Chapter 1 Summary

In turn-of-the-century Chicago, a wedding is taking place among the Lithuanian emigrants. Fifteen-year-old Ona Lukoszaite is marrying Jurgis Rudkus, a laborer in the meatpacking industry. Ona’s cousin, Marija Berczynskas, is in charge of the wedding preparations. After the marriage ceremony at the church, the wedding party travels to a neighborhood bar, where the celebration lasts into the small hours of the morning. Marija, the last to leave the church but the first to arrive at the bar, finds a large crowd of people at the door. It is the tradition that all passersby are welcome to join the festivities.

Ona, a small, pale, shy girl, is the complete opposite of large, dark, outgoing Jurgis. She sits quietly in the corner, overwhelmed by the jollity and noise.
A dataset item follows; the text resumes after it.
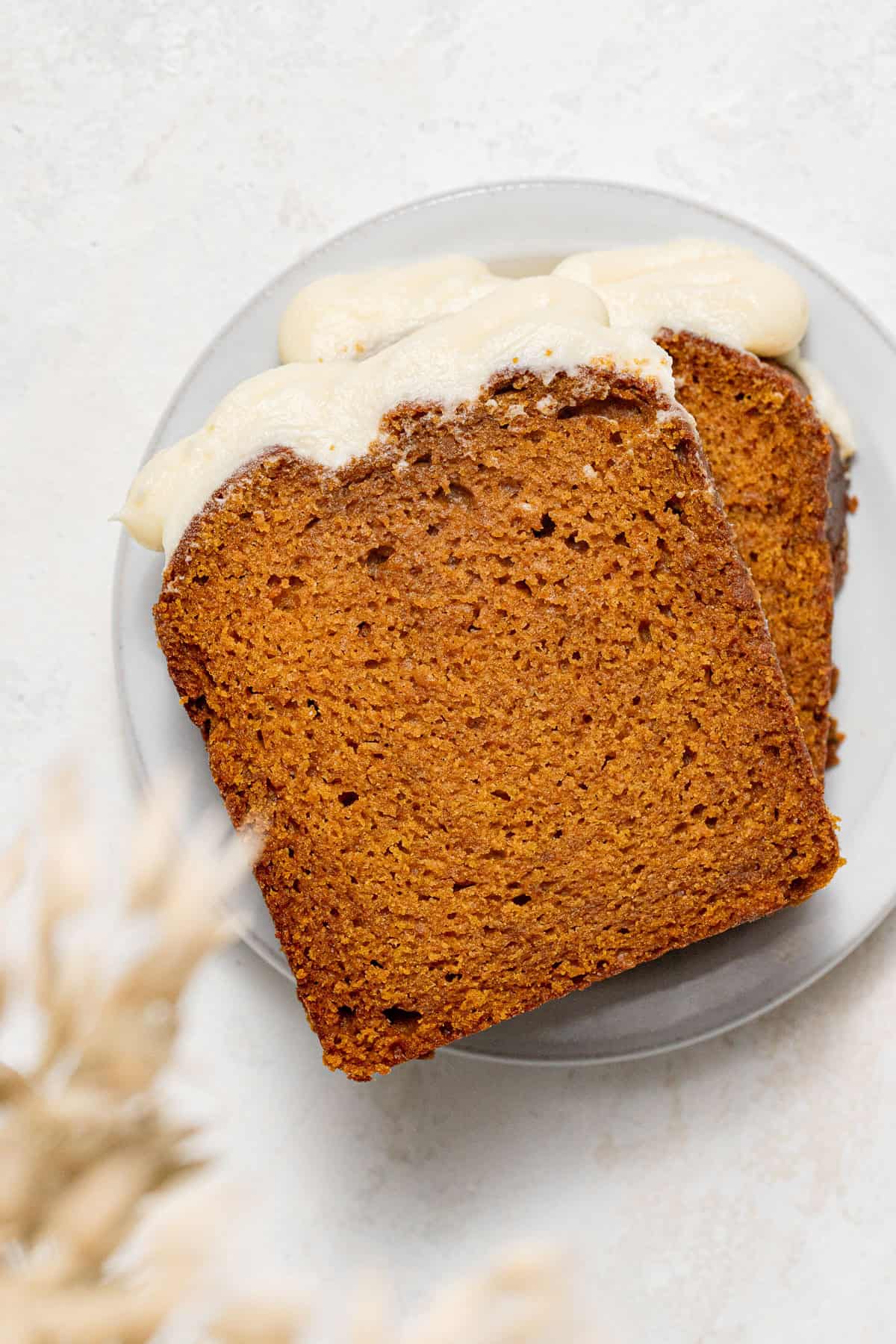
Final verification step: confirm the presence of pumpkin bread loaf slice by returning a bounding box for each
[122,281,839,1079]
[644,329,846,774]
Tables are spread with an abundance of food, and a nearby bar has been set up, where many are indulging in free liquor. The band, led by violinist Tomaszius Kuszleika, is far from adequate, but at least it is loud. Tomaszius edges toward the food, moving through the crowd despite his diminutive size. He dominates the scene; his violin is screeching loudly and drawing attention to himself. Ona is too excited to eat despite the urgings of her cousins. Her step-mother, Teta Elzbieta, is running around, making sure everyone is enjoying himself. When Tomaszius plays specifically to her, Ona would like to run away but is rescued by Marija. Jurgis’s father, Ded Antanas, rises to his feet and tries to make a speech but is hindered by his chronic coughing. He wrote his speech himself rather than taking one out of a book, as is traditional.

Afterward, the guests form a circle around the bride. Each man is encouraged to dance with Ona and afterward drop some money into a hat held by Teta Elzbieta. This money is to defray the cost of the wedding feast, which may run as high as two or three hundred dollars. However, many guests give nothing, although they continue to eat. This is contrary to the traditions of the Old Country, but many of the immigrants are poor laborers; they work many hours for very little money and absolutely no job security.

At the end of the feast, it is discovered that the guests have given nowhere near enough money to pay the expenses. Ona is horrified that they are starting their married life with such a large debt. Jurgis assures her that he will work harder. This is a promise he has made since leaving his home in Lithuania, cheated all along the way. As they arrive at their home, Jurgis urges Ona to stay home from work even if it means losing her job (which it will). Ona protests, but once again Jurgis promises that he will work harder.